Je reçus de Carlo Coccioli de longues lettres dans lesquelles il évoquait cette souffrance dont je viens de parler : « Mexico, le 3 octobre 1953. Mon cher Ami, votre lettre m'a fait du bien. Vous savez, je n'ai pas la nostalgie de l'Italie. J'ai la nostalgie de Paris. Mes lecteurs, ceux de Fabrizio Lupo, continuent de m'écrire. Ils sont presque une armée. Je vis ici une vie compliquée et sauvage. Je vous assure que vous pourriez écrire, avec tout ce qui s'est passé dans ma vie, un article bien extraordinaire, bien fou, bien douloureux... Vous ne savez pas que je suis sorti de chez moi, à Paris, un matin à dix heures. A 16 heures, j'ai pris l'avion pour Montréal. Rien n'était prévu. A Montréal, je suis resté deux jours. Je suis maintenant ici. Je vis ici une vie insensée... »

Ensuite, ayant choisi de vivre définitivement au Mexique, il cherche à oublier sa peine dans le plaisir : « J'ai passé des nuits entières dans les bordels de Veracruz, saoulé de rhum dans une atmosphère extraordinaire. Je suis allé en pèlerin au Christ Jeune de Chalma, un voyage à cheval à travers un Mexique de légende. Je connais tous les hauts et bas quartiers de la capitale. Un personnage de mon futur roman est entré chez moi et m'a laissé sans un sou, mais je l'ai poursuivi dans toute la ville et je l'ai amené personnellement à la police. Il est sorti un mois après (qui sait comment !) et m'a écrit une lettre insensée. Je vous dis cela pour vous donner une idée de ce que pourrait être la trame de votre article. Il pourrait être presque sensationnel. ... Je vous parlerai de ma vie, de ma voiture, de mon chauffeur de Veracruz qui a dix-sept ans et qui joue toute la journée au bilboquet... de mes amis novilleros, de mes amis boleros (sciuscia). »

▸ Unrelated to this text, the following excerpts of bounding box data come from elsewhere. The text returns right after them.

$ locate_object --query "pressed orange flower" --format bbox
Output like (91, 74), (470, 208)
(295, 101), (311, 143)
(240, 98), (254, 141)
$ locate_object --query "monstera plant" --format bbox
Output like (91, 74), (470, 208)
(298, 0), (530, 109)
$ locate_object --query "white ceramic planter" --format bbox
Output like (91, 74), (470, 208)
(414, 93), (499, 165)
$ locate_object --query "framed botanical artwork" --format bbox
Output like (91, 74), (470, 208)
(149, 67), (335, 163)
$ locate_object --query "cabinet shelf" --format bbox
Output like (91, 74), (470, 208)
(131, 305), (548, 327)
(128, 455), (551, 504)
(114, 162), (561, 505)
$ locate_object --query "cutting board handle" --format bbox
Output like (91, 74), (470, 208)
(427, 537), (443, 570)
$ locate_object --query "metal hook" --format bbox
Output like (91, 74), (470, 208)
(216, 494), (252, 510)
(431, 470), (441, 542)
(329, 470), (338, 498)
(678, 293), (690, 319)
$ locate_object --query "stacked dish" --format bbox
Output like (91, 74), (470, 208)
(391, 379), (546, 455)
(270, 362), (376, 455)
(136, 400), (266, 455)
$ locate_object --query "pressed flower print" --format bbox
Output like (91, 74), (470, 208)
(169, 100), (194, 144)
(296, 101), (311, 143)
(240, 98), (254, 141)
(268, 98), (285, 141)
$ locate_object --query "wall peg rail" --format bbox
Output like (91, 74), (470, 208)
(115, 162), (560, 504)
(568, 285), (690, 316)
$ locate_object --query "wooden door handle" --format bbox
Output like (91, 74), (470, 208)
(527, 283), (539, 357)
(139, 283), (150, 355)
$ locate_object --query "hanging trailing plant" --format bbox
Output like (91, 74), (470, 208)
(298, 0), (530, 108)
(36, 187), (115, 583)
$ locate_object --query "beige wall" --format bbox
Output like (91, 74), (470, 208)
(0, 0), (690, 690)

Enfin, Carlo Coccioli retrouve l'équilibre dans l'amitié d'un jeune Mexicain, J... Dès lors ses lettres se font plus sereines : « Je reviens du Guatemala où je suis allé en voiture. Figurez-vous quel voyage j'ai eu la chance et le courage de faire. J'ai vécu dans un cafétal, une plantation de café, dans une fina de Tapachula. J'ai passé la frontière mexico-guatémaltèque sur le fleuve Suchate, en pleine brousse tropicale. Je rentre fatigué et ravi de ce voyage incroyable... Mes nuits de Veracruz ne sont que la conséquence d'un très horrible moment que j'ai vécu et dont je sors à peine... Je vous parlerai de cela, car pour moi vous êtes un ami avant d'être un chroniqueur littéraire, de vive voix, quand j'aurai le grand plaisir de vous voir. Vous vous étonnerez de l'intensité de la crise que j'ai vécue..., etc. »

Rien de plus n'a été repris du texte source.